Apple, Dell and Sony added to Bluetooth patent lawsuit

Apple Store“Apple Inc., Dell Inc., Sony Corp. and five other technology companies were added to a lawsuit over patents covering Bluetooth, threatening their use of a wireless- communication standard that’s in millions of devices,” Jeff St.Onge and Connie Guglielmo report for Bloomberg.

“The nonprofit Washington Research Foundation sued Matsushita Electric Industrial Co., Samsung Electronics Co. and Nokia Oyj over Bluetooth in Seattle federal court in December. Apple, Dell and Sony were added as defendants March 15, along with Logitech International SA, Motorola Inc., Sony Ericsson Mobile Communications AB, Toshiba Corp. and Plantronics Inc., court papers show,” St.Onge and Guglielmo report.

St.Onge and Guglielmo report, “The suit threatens the ability of the computer and device makers to deliver wireless capabilities to customers. The companies are accused of infringing four patents covering technology that lets users exchange data among mobile phones, personal computers and other devices without using cables.”

Full article here.

[Thanks to MacDailyNews Reader “Michael P.” for the heads up.]

44 Comments

  1. The article says that “Bluetooth was invented by an Ericsson AB engineer in the 1990s and developed by Ericsson, Intel Corp., International Business Machines Corp. and Nokia, according to the Bluetooth Special Interest Group, composed of more than 6,000 companies. Sony Ericsson is a joint venture between Sweden’s Ericsson AB and Japan’s Sony.”

    Yet many of those firms are named in the suit. What is the relationship betweeen the non-profit firm and those that invented it? And what about the other 6,000 firms in the special-interest group?

    And why add names later not in the original suit?

  2. Bluetooth will simply disappear if this lawsuit is upheld and it becomes too costly or too much trouble for Apple and the other companies. Bluetooth isn’t that great, anyway, and you will see that niche filled in a hurry if Bluetooth becomes non-viable.

  3. Washington Research Foundation is in Seattle, WA. Ring any bells? Boardmember C. Kent Carlson
    is a partner in the law firm Preston, Gates & Ellis. Does “Gates” ring a bell?

    The “Gates” in the firm’s name is William H. Gates, Sr., father of Microsoft founder Bill Gates.
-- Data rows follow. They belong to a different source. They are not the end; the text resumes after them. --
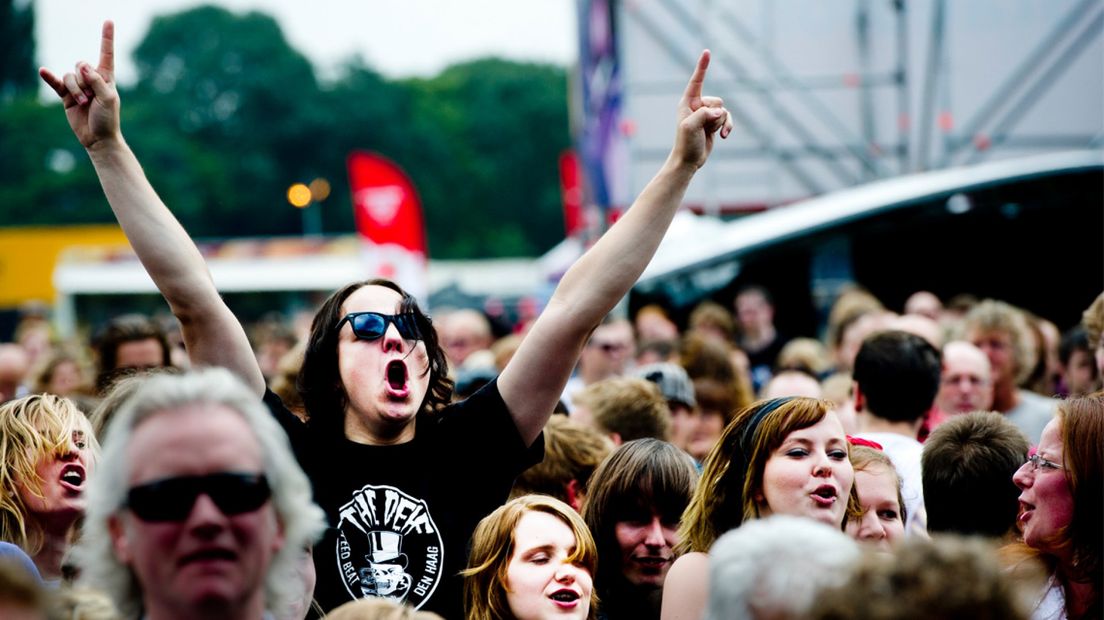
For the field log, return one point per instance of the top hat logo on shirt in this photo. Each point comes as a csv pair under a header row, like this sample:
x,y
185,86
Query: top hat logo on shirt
x,y
389,546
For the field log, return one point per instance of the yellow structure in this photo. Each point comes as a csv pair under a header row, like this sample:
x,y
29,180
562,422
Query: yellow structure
x,y
28,257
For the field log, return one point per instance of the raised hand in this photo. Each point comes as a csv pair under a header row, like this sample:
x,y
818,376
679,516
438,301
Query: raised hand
x,y
699,119
89,96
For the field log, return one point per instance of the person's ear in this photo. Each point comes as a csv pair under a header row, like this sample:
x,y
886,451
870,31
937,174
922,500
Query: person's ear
x,y
119,543
858,396
575,494
279,536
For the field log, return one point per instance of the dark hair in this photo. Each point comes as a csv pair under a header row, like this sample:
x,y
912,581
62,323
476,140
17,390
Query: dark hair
x,y
899,375
319,381
967,469
638,479
1082,424
118,331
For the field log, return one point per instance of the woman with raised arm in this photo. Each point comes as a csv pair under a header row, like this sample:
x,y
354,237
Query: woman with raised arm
x,y
374,380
    Preston Gates & Ellis, LLP, also known as Preston Gates, is a law firm with offices in the United States, China and Taiwan. Its main office is in the IDX Tower in Seattle, Washington. Preston Gates is ranked among the top 100 law firms in the United States by both The American Lawyer magazine and the National Law Journal, and has traditionally been considered, along with Perkins Coie, one of the two leading Seattle-based law and lobbying firms.

    Is Microsoft a named defendant? Are you beginning to connect the dots?

  4. @seedavenkc

    If you read a little closer you will find that CSR Plc., the british firm who manufacturer’s bluetooth chips, may have incorporated unlicensed patents into their chips which were subsequently sold to those named in the suit. It should be easy enough to determine whether this case has merit. Examine the chips.
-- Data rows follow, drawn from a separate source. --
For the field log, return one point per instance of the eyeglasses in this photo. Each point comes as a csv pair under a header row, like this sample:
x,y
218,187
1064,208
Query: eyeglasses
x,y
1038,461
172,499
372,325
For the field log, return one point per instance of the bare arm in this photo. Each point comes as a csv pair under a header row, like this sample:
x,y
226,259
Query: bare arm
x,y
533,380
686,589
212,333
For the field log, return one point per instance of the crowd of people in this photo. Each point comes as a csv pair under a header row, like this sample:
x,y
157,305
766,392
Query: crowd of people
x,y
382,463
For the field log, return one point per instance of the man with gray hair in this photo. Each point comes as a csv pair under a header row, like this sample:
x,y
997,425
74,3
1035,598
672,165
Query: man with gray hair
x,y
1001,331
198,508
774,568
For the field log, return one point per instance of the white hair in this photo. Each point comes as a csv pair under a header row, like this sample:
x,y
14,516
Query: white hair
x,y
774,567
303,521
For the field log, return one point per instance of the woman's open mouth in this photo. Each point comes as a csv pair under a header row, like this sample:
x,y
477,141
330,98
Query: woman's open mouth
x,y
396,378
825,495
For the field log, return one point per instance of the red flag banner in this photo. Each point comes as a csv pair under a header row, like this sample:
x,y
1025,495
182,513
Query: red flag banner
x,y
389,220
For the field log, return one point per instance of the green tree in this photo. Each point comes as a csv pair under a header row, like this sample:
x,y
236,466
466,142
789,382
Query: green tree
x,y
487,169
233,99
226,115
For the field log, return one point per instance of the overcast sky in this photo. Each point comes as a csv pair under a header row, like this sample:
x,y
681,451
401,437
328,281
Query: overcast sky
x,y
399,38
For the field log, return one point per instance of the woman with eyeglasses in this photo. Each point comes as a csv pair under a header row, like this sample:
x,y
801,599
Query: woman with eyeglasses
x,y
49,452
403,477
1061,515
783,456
    If the case has merit, are those named in the suit liable to any greater extent than CSR? Perhaps. But only if due diligence is required by the defendants named in the suit to properly test the veracity of CSR’s claims of patent ownership PRIOR to buying and installing the chips into their products.
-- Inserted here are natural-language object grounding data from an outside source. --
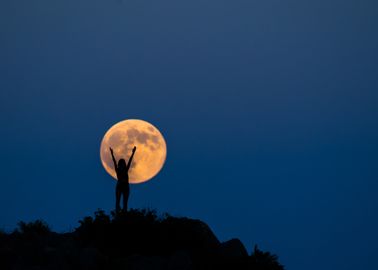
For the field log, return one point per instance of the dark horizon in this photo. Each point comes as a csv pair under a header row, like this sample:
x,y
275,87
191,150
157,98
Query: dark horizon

    Those named in the suit probably went with CSR’s chips because they were cheaper. The other name-brand bluetooth chip manufacturer Broadcom, fully licensed the patents in question and while probably charges more as a result, has a vested interest in this case.

  5. Mr. Reese: Gee, and I thought that extortion was illegal.
    Silly me.

    The RIAA patented extortion. The “the non-profit foundation” received a letter from the RIAA offering to cut its penalty for using extortion without its permission, from $10 million to $6 million, if it can share of the Bluetooth profits.

  6. Another interesting connection between WRF and Microsoft, is their affiliate association with Technology Alliance whose chairman Marty Smith is a retired partner with Preston Gates & Ellis. He has advised Microsoft for over 23 years in intellectual property rights and computer law.

    Technology Alliance is having a luncheon in May and guess who the guest speaker will be? None other than the chair-throwing monkeyboy himself.

  7. i feel sick… is that all that is left in the tank for the .com tech boom of the 90’s? Chasing down old patents for “lost” income on “patented” ideas? Gimme a bloody break here, where’s my old PC? I feel like vomitting on the mobo and claiming some kind of Darwin award.

    PS. I hate the upper echelon world of business. A hundred times worse than politics (just look at the stock exchange).

  8. “i didn’t think anything of it until I started looking at my headers in email and noticed that ANY email I sent out included my computer’s shortname (ie: my WHOLE ENTIRE NAME) in the actual header”

    Funny. I just emailed myself and checked the headers on the received email. I don’t see MY short name anywhere in the headers. I do see my email address several times though. Your email address wouldn’t possibly include your shortname in it, would it?